Frank – whom Jane speaks of with great reverence, calling him her “number one and biggest fan” – says Refiloe has inherent organisational traits because of her silent nature, approachable character and ability to listen.

Her mum says she has always been that way, even when some people thought it was a disability.

“I did not expect Refiloe,” Nomvula says because they had decided to stop having children.

Born one month early, Refiloe had many health issues, one of which was her silence.

“She took almost four years to start talking.”

Refiloe eventually started talking at the age of six, with one school teacher describing her as “hyperactive”.

“Coaches started coming to our home seeking out Refiloe at a young age.

“One day, as an angry mother, I challenged them, asking: ‘Why, for heaven’s sake, do you keep asking for Refiloe? Do you know she’s a girl? I have two boys in the house.’

“But they wanted Refiloe and from the age of 10, Fifi was constantly out of the house either training or playing,” says her mum.

“I remember when she was at Mamelodi Sundowns, we used to wait on the street corner until 11 in the evening for her return from training,” Nomvula says.

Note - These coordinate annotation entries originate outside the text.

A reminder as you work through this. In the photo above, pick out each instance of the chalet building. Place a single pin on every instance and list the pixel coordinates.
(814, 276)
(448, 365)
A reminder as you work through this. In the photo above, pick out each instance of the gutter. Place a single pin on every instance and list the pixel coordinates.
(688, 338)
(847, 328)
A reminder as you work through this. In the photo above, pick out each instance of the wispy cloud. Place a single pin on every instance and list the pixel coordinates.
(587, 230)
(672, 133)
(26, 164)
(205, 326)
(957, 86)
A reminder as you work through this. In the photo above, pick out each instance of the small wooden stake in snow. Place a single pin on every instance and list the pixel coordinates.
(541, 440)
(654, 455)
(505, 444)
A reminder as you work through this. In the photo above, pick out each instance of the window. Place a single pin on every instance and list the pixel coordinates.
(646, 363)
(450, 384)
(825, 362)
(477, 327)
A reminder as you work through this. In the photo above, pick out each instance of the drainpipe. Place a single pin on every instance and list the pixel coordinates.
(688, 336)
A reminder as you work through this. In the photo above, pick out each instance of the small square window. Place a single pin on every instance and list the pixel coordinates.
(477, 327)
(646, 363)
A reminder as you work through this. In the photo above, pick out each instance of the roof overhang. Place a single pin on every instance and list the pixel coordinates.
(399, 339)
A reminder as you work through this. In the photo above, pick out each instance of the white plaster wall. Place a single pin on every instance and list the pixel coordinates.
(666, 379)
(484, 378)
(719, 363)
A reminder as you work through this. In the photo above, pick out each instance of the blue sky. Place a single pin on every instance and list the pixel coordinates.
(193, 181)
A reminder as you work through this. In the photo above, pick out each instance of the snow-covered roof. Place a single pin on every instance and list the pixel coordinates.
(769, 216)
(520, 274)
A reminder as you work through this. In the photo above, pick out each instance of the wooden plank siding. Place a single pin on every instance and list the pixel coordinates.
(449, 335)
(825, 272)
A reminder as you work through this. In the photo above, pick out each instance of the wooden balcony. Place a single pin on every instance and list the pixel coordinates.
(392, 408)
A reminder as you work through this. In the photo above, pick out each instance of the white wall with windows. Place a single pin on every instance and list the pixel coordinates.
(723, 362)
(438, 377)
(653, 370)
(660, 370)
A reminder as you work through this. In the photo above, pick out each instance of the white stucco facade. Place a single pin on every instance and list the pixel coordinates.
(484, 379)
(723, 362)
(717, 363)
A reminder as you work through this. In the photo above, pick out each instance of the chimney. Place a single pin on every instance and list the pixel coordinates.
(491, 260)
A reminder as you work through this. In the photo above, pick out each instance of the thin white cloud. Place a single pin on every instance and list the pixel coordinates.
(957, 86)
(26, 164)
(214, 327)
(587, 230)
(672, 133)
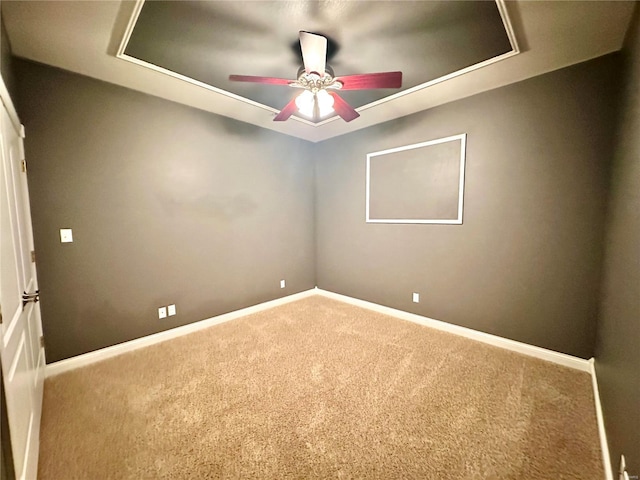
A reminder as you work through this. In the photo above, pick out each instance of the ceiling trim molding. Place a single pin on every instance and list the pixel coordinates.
(506, 21)
(515, 50)
(123, 56)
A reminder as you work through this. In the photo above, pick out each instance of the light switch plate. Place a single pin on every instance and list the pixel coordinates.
(66, 235)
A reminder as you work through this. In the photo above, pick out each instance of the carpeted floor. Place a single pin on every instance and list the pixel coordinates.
(320, 389)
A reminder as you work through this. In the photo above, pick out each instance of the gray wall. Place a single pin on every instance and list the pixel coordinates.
(617, 359)
(6, 60)
(168, 204)
(526, 263)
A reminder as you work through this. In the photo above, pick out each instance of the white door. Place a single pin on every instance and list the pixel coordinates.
(21, 348)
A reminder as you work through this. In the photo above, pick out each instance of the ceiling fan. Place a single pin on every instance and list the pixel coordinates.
(319, 97)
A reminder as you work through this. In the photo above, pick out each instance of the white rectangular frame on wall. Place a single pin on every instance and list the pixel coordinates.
(462, 138)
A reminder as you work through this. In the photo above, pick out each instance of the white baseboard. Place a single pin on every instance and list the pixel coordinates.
(108, 352)
(526, 349)
(602, 433)
(72, 363)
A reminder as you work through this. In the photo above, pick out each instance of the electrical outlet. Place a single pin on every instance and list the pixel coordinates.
(66, 235)
(624, 475)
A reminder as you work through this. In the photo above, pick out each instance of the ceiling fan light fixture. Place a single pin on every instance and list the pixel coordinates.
(305, 103)
(325, 103)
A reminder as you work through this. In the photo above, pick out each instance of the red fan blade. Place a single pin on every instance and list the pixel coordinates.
(268, 80)
(371, 80)
(342, 108)
(314, 52)
(287, 111)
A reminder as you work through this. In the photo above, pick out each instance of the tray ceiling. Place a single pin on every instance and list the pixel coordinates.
(207, 41)
(194, 46)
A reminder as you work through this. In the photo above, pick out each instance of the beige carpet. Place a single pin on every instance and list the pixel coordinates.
(320, 389)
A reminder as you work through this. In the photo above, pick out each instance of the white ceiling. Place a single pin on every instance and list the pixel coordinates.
(84, 37)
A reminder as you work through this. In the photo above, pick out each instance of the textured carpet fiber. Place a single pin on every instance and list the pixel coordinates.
(320, 389)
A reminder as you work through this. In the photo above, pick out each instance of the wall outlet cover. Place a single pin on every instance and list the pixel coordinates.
(66, 235)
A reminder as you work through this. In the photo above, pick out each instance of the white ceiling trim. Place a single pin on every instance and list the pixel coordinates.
(140, 3)
(84, 37)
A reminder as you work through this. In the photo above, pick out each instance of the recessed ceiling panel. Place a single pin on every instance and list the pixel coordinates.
(209, 40)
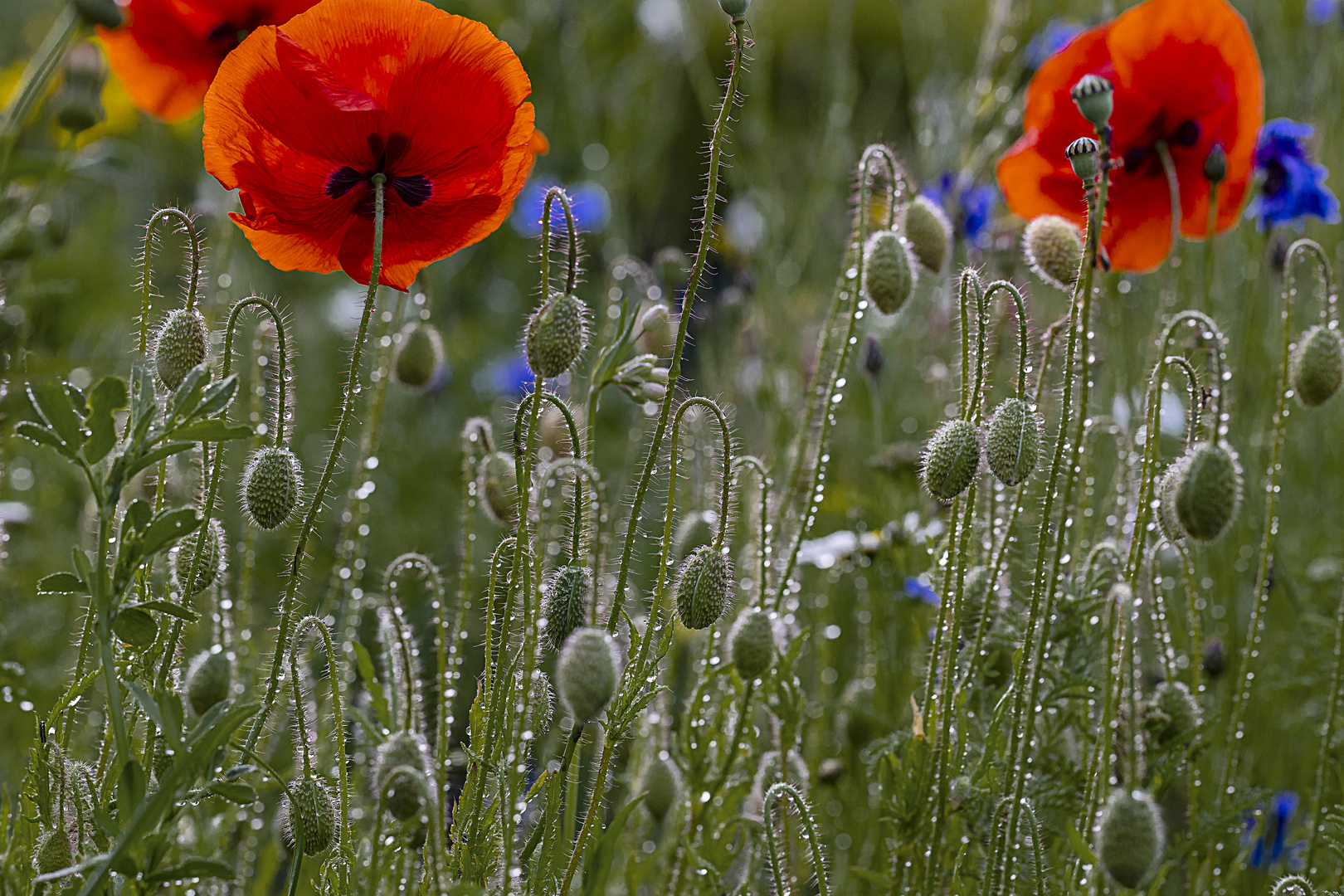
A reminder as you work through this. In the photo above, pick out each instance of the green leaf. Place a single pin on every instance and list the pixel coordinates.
(212, 430)
(62, 583)
(106, 397)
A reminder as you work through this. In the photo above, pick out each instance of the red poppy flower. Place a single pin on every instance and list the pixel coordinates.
(1186, 73)
(301, 117)
(167, 52)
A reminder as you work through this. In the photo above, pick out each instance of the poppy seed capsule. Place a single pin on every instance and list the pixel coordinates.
(1054, 246)
(212, 561)
(557, 334)
(499, 486)
(314, 811)
(1012, 441)
(752, 644)
(888, 275)
(565, 602)
(1210, 494)
(208, 679)
(1131, 835)
(418, 355)
(1317, 366)
(180, 345)
(929, 232)
(587, 674)
(272, 483)
(952, 460)
(704, 587)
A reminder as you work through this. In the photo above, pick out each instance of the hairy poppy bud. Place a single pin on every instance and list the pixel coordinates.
(1012, 441)
(587, 674)
(660, 785)
(952, 460)
(1054, 246)
(565, 602)
(272, 483)
(311, 811)
(208, 679)
(1210, 494)
(557, 334)
(52, 852)
(1093, 97)
(704, 587)
(1131, 835)
(405, 791)
(752, 644)
(1082, 156)
(212, 559)
(499, 486)
(418, 355)
(929, 232)
(1317, 366)
(888, 275)
(180, 345)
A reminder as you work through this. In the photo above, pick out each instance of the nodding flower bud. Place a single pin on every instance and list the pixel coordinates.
(888, 275)
(565, 602)
(660, 785)
(272, 483)
(1317, 366)
(407, 793)
(180, 345)
(1210, 494)
(704, 587)
(212, 559)
(1082, 156)
(1093, 97)
(952, 460)
(1215, 164)
(557, 334)
(312, 811)
(929, 232)
(1131, 835)
(1054, 247)
(208, 679)
(499, 486)
(418, 355)
(1012, 441)
(587, 674)
(752, 644)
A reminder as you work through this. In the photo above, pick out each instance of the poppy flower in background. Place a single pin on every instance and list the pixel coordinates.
(167, 51)
(1293, 186)
(1185, 73)
(300, 119)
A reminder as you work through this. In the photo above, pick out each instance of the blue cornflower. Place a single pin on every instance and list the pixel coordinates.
(1049, 41)
(1293, 186)
(589, 202)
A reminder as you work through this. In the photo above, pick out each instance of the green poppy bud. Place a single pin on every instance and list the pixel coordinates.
(1054, 247)
(704, 587)
(1316, 368)
(952, 460)
(752, 644)
(180, 345)
(928, 232)
(208, 679)
(272, 483)
(565, 602)
(587, 674)
(1131, 835)
(311, 811)
(418, 355)
(1210, 492)
(888, 275)
(557, 334)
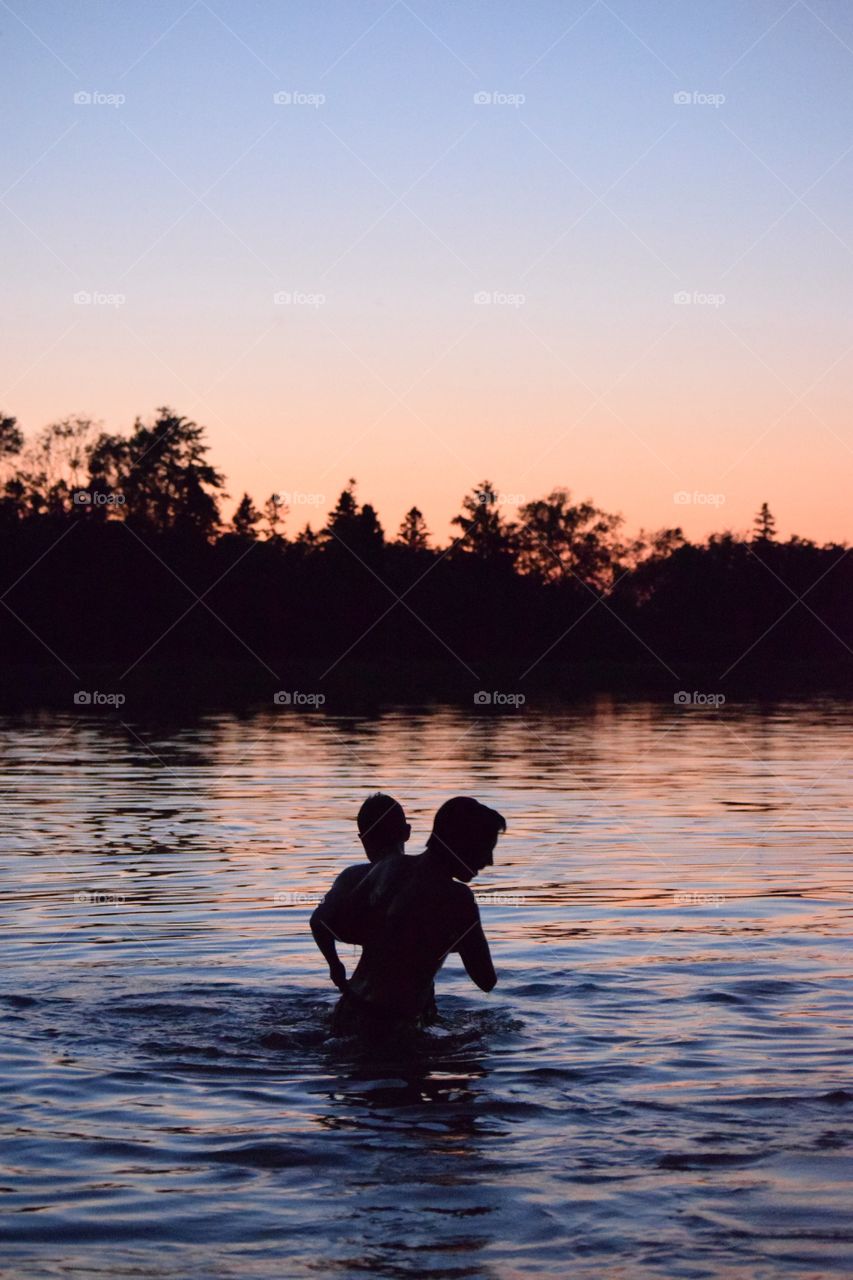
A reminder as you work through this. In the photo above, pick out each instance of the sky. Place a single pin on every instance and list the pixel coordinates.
(601, 245)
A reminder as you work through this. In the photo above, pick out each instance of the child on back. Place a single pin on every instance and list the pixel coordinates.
(383, 832)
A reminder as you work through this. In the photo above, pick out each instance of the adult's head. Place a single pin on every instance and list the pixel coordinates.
(464, 836)
(382, 826)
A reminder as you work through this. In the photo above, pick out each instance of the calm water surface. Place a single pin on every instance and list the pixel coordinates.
(660, 1084)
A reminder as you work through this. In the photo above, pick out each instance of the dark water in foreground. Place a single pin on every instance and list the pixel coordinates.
(660, 1086)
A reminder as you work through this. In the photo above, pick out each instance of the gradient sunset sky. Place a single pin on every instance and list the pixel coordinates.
(629, 152)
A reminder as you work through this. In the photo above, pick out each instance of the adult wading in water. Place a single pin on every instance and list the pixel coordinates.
(409, 914)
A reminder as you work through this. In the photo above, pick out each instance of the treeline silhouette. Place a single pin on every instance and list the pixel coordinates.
(114, 551)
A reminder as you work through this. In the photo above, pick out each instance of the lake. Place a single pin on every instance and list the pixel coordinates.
(658, 1086)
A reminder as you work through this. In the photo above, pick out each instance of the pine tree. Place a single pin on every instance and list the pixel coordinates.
(413, 531)
(765, 526)
(246, 517)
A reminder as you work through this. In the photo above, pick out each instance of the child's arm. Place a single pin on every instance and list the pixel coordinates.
(325, 941)
(325, 924)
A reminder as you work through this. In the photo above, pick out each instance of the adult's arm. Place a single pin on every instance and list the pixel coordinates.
(473, 946)
(477, 958)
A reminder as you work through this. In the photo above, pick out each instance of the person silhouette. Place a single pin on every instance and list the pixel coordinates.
(383, 832)
(409, 914)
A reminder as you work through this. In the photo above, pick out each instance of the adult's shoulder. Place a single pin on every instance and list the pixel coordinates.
(349, 878)
(463, 900)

Her family’s commitment and support must be what led Refiloe to say: “My family moulded me into the person I am today.

“From an early age, I was given that freedom to do what I wanted as long as I had respect, I am humble and I know the difference between right and wrong.”

Refiloe says she was not stigmatised or treated differently because she constantly played with the boys.

Even when she started playing for women’s teams, she yearned to play with the “guys” because “they were more challenging”.

Today, Refiloe is a Banyana Banyana regular. She debuted in 2012.

“I’ve missed only three camps due to injury and my studies.”

Refiloe has played in two Olympic Games, won two African Women’s Nations Cup medals and scored twice in the final of a Cosafa Cup, and she is one of a handful of players who has reached 100 caps. She also has numerous individual awards displayed inside the family home.

Nomvula pauses for a moment while reflecting on her children’s lives, then says: “They all have a matric.”

Clasping each other’s hands, the couple reveals they did not pass matric and are proud that, with the little they had, they made sure to educate their children.

Refiloe left Sundowns because they did not want to pay for her education and went to play for Tshwane University of Technology and later Vaal University of Technology, who offered her scholarships. She is now a master’s candidate in sports management and tells City Press she “wants to complete it in record time”.

Her dream: to eventually play in England.